東方夕刃録
◎[第十八話](1/3)
交渉はこれにて終わり。ここから先は力押しである。
時は過ぎ、新月の日が明日に迫った日。

「異変への不干渉?」

「ああ」

「ふ〜ん。貴方のことだからそれなりの対価を用意しているんでしょう?」

肘を突き手に顎を乗せながら問う。

カリスマが溢れる姿だ。

「これだ」

渡したのは血の盟約の印である小刀。

「これで、レミリアならびにレミリアの妹の異変への不干渉を約束してほしい」

「あら、紅魔館の勢力ではなくて?」

「紅魔館の勢力全部を押さえるほどそれに価値はあるまい。
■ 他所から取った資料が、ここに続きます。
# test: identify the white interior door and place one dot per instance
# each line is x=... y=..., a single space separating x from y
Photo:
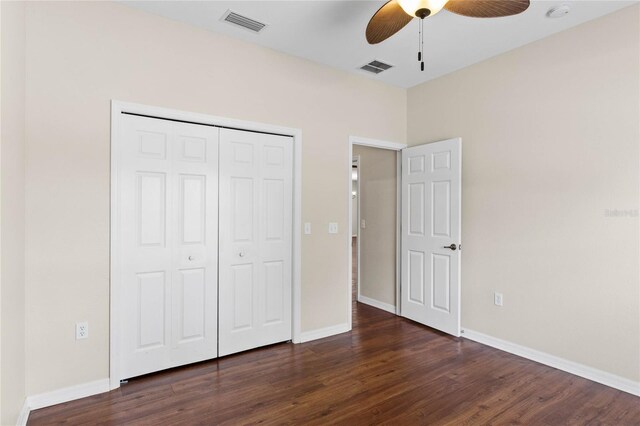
x=168 y=198
x=256 y=208
x=431 y=190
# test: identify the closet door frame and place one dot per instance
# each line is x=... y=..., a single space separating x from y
x=119 y=108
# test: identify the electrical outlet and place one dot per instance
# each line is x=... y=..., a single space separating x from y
x=82 y=330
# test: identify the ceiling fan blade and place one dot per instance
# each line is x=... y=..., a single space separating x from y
x=387 y=21
x=487 y=8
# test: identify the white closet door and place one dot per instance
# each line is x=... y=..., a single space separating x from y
x=256 y=207
x=168 y=195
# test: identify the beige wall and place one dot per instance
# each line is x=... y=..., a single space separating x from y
x=82 y=55
x=12 y=305
x=378 y=207
x=550 y=137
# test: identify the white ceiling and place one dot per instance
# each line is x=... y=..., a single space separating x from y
x=332 y=32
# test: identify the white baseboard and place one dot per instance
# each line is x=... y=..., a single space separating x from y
x=575 y=368
x=67 y=394
x=24 y=414
x=377 y=304
x=321 y=333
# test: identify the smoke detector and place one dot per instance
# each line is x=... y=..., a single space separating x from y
x=558 y=11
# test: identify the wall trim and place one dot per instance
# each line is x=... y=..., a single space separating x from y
x=584 y=371
x=70 y=393
x=321 y=333
x=377 y=304
x=23 y=416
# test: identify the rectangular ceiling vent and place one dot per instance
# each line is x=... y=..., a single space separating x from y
x=242 y=21
x=376 y=67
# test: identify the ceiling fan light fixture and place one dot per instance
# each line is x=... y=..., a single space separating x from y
x=422 y=8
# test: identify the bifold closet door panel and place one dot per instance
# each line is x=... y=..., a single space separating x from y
x=256 y=213
x=167 y=239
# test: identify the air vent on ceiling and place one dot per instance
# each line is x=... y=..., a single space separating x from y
x=376 y=67
x=242 y=21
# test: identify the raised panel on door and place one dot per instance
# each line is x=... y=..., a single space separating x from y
x=256 y=199
x=430 y=274
x=195 y=253
x=167 y=244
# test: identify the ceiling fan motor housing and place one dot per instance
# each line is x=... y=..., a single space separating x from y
x=423 y=13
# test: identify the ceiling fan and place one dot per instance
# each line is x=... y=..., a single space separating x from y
x=395 y=14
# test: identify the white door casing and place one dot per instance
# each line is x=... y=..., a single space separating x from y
x=431 y=222
x=168 y=210
x=256 y=196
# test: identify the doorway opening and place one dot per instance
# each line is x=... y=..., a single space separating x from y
x=374 y=194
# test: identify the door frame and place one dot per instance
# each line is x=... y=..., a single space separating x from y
x=356 y=160
x=119 y=107
x=393 y=146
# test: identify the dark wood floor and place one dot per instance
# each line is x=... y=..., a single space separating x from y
x=387 y=370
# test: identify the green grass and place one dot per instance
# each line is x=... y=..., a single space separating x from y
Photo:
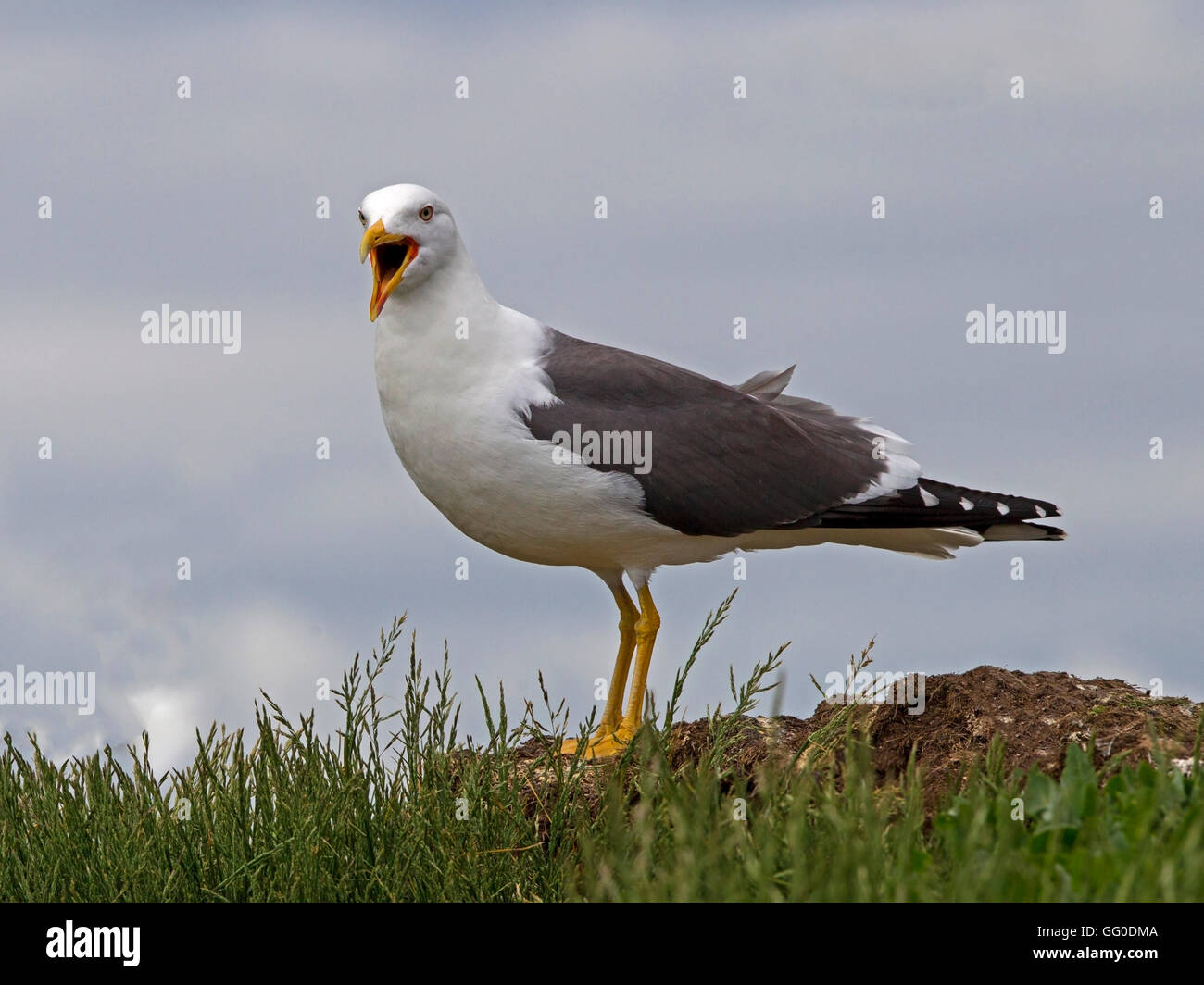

一番敵になって困るのは吸血鬼、特にレミリアだ。個人的にはメイリンや咲夜が来ても困るのだがな」

「ずいぶんと評価が高いのね。貴方も私の天敵だったんじゃなかったかしら?」

「そうだな。だが、おそらく一対一であれば七:三で俺が負けるだろう。自力の差だ」

「そうかしら?」

「いや、まだ下がるな。実際にやりあったことがないゆえ、受ける感触で判断した最低ラインだ。実際にやれば九対一程かもしれん」

「咲夜、貴方はどう思う?」

「妥当だと思います」

実際に夕霧と戦ったことがある咲夜が言った。

「ふ〜ん。そんなもんなのね。わかったわ、私とフランは今回の異変には干渉しない」

「恩にきる」

「いいわ、結果がわかってることに参加してもつまらないもの。今回は見て楽しむことにするわ」

「うむ、では楽しめる見せ物になるように努力しようか」

レミリアの言い様に対して毒を含ませて返した夕霧。

言い返したりしないところはさすがか。

こちらにとってレミリアが参加しないことは好都合なのだ。

わざわざ訂正することはない。

したいならば、異変を終えた後にくればいいのだ。

夕霧は自分にそう言い聞かせた。

もっとも、大して頭にこないというのも言い返さない理由ではあるが。